Голая роза

Гиорги Каркузашвили
Из "Дилогии двух роз".

- Наконец! - радостно вскрикнула под звук гонгом упавшего последнего шипа с холодными утренними лучами уже уставшего солнца голая, уже готовая распуститься кроваво-алая роза.

Будучи на седьмом небе от счастья, красненький цветочек никак не мог нарадоваться своему близкому рассвету красоты и жизни, а также скорому приходу любимой трудолюбивой пчёлки, которая, по уговору, должна была прийти ещё с первым утренним лучом светила.

Ещё с самого детства алого цветка трудолюбивая пчёлка  в свободное от изматывающей работы время любила садиться вблизи неё и напевать песнь о вечно утреннем, бодром солнце, согревающие лучи которого в песне зеркалом отражались от  скоплённой на свежей зелени дружелюбной росы. Именно из-за её песни та роза так выделялась среди остальных роз своей красотой: её сильные корни столетним древом, мёртвой хваткой держали рыхлую землю, а крепкий стан, словно Атлас, мог бы выдержать вес самого неба; только нераспустившийся бутон пока был похож на окровавленную клубнику, а преострые, будто ножи, шипы кактусом окружали цветок в своё время.

Однако, так жаждущая долгожданной встречи алая роза всё-таки решила избавиться от своих острых шипов, боясь навредить ими своей любимой пчёлке во время скорой встречи.

Даже сейчас в её голове болью отзывалась сцена, как она с дыханием сладкого мёда, своими нежными листочками выдирала каждый свой настырный шип, жаркой, словно лава, алой кровью орошавшие зелень неподалёку, а затем бросала как можно дальше, чтобы случайно не навредить своему единственному опылителю.

Трудолюбивая пчёлка всё опаздывала, но сильная алая роза всё терпеливо ждала её под холодными утренними лучами зевающего светила.
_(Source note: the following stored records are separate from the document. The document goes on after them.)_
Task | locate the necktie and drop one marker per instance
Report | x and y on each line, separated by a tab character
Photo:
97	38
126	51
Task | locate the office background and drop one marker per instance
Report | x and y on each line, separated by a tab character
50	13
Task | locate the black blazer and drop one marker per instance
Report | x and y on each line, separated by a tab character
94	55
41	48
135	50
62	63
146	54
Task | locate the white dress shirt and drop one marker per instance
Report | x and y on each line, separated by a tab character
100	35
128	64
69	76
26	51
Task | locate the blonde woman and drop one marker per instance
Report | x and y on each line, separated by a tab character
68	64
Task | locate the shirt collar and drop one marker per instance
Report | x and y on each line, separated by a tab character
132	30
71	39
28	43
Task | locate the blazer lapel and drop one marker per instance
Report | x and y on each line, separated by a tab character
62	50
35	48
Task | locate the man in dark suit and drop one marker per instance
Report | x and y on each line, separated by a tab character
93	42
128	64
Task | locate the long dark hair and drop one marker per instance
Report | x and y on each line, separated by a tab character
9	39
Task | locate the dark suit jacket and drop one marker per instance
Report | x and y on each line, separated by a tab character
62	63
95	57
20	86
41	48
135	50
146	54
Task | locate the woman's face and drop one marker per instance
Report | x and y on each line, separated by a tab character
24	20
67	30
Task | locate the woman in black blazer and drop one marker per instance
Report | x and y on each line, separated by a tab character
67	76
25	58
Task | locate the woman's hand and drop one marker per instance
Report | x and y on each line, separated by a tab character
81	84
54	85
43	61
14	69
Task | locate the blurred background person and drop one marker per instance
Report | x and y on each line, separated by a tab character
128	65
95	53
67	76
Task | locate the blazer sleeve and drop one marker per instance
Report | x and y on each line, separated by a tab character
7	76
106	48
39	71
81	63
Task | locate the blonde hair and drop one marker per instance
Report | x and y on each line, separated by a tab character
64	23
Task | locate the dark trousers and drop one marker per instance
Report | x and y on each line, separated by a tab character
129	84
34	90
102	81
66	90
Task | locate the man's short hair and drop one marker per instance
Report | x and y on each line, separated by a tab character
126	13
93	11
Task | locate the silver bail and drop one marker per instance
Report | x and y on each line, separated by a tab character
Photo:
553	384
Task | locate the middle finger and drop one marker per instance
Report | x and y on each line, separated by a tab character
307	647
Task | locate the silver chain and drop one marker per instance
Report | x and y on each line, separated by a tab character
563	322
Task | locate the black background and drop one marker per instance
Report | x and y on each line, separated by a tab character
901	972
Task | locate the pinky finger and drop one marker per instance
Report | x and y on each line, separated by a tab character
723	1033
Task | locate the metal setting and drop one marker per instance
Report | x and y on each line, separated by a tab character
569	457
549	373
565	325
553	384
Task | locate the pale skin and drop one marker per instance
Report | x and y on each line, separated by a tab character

Но вдруг до  кровавого цветочка будто донеслось сладкое жужжание, которое очень напоминало ту любимую песнь пчёлки: знакомый игриво летящий к ней силуэт, своим полётом описывал живописные дуги, словно подкрадывающаяся к своей добыче змея, что было непривычно для цветка.

Будто отважившаяся на своевольную смерть путём падения в только что рождённую протозвезду комета, так врезался силуэт пчелы в новораспустившуюся  алую розу без шипов, которая с распростёртыми объятиями встретила своего душегуба.

Когда силуэт пчёлки ощущал не предназначенные ему нежные кровавые объятия розы, та беззащитно принимала в себя вонзённое ядовитое жало хитрой осы, которая бы так легко не отделалась, будь у цветочка хотя бы один шип.

Только звук вакуума сопутствовал попытке умерщвления наивного цветочка, но ещё живая, оклемавшаяся от шока роза была сильна: ведь её корни и стебель были не как у других роз, а одному лишь жалу уже улетевшей осы не было смочь погубить её.

Сила силой, но туманом образовавшийся вокруг хохот не переставал небом давить на психику ужаленной розы.

Порозовевший цветок потерянно глядел вокруг и видел, как остальные растения потихоньку отворачивались от неё, с отвращением нарекая дешёвой порочной особой.

Окутанная холодными лучами умирающего светила, порозовевшая роза  со слезами подняла взор на алое небо и наполнилась ужасом, когда вместо облаков она уловила грозовыми тучами скопившихся эбонитовых ос, которые роковыми иглами, будто вороны на падаль, стремглав направлялись прямо на её беззащитный бутон.

В момент прибытия запоздалая трудолюбивая пчёлка ещё долго не могла узнать освещённый холодными лучами солнца, исхудалый, выдранный с корнем, завядший вечным сном мраморно-бледный труп цветка,  окружённый плачущими, устроившими панихиду, её же шипами.